Executives must understand the critical forces driving digital to the core of products and services and learn how to redesign their industries, remodel institutions and reinvent themselves to take digital to the core of their leadership. A guide for leaders looking to make bold strides in their digitization journey, this book identifies three major disruptive forces in the digital era:
- Resolution Revolution: allows us to accurately measure and precisely control things and events.
- Compound Uncertainty: requires that leaders assess the tipping points of technology, culture and regulation.
- Boundary Blurring: occurs when the digital and physical worlds merge and alters industries as we know them.

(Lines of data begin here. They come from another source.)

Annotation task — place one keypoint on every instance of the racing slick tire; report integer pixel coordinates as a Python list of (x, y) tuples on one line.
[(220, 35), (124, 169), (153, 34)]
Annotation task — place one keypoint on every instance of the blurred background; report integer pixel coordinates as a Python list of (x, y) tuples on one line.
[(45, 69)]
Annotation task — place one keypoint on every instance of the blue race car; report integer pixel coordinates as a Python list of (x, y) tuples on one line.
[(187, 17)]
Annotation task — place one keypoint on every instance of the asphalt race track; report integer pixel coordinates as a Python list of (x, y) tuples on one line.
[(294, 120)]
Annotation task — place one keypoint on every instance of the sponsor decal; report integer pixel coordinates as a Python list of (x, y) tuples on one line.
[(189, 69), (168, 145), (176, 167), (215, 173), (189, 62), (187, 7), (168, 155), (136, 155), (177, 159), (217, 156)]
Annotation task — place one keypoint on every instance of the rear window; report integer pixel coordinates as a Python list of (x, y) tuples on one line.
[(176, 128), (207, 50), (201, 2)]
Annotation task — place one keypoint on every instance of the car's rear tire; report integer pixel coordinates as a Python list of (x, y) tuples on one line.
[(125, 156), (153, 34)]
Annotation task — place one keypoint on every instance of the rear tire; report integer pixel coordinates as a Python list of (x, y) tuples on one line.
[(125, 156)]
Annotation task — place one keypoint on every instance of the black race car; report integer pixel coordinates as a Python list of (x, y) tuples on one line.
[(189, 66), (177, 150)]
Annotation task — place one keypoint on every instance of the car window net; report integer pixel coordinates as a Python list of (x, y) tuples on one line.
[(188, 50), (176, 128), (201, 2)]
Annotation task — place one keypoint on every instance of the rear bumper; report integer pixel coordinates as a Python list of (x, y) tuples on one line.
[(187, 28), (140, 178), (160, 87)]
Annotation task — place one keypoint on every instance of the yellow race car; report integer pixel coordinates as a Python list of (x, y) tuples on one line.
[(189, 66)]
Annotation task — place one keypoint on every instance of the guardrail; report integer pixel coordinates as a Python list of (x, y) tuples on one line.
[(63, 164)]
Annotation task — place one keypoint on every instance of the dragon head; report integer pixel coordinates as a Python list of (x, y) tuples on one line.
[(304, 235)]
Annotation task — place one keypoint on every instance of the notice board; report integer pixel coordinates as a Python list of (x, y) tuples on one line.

- Remake yourself: Who do you need to be and how do you have to change to become a digital leader?
- Remodel your credit union: What does your credit union need to become and how will you redefine your institution?
- Remap your industry: How do you need to change your world view, and what credit union paradigms do you need to rethink?
- Challenging Orthodoxies: questioning deeply entrenched beliefs and assumptions, and exploring new and highly unconventional answers. Think Martin Luther, Newton, Elon Musk, Apple stores and Chipotle. Innovators are often seen as troublemakers, contrarians, heretics and rebels; their challenge of orthodoxies becomes the cradle of creativity.
- Harnessing Trends: recognizing the future potential of emerging developments, and using these trends to open up new opportunities. Think Amazon Kindle, Starbucks’ mobile payments app and Waze. Innovators are not necessarily futurists, but they are imaginative and have an ability to use the power of change. As Rowan Gibson says: “Innovators tend to have a wider field of view and an amazing sharp-sightedness.”
- Leveraging Resources: understanding our limitless capacity for redeploying skills and assets in new ways, combinations or contexts. Think Disney, Corning and Amazon’s expansion into numerous fields. Successful innovators develop, stretch and synthesize resources, and focus on organizational creativity.
- Understanding Needs: paying attention to issues and frustrations others have ignored, and experimenting with new solutions to problems. Think Dyson vacuums, Nest and Diane Hevin (women-only gyms). Based on human-centered design thinking, companies need to balance technical R&D with customer research to meet the unmet needs and frustrations that everyone else is simply ignoring.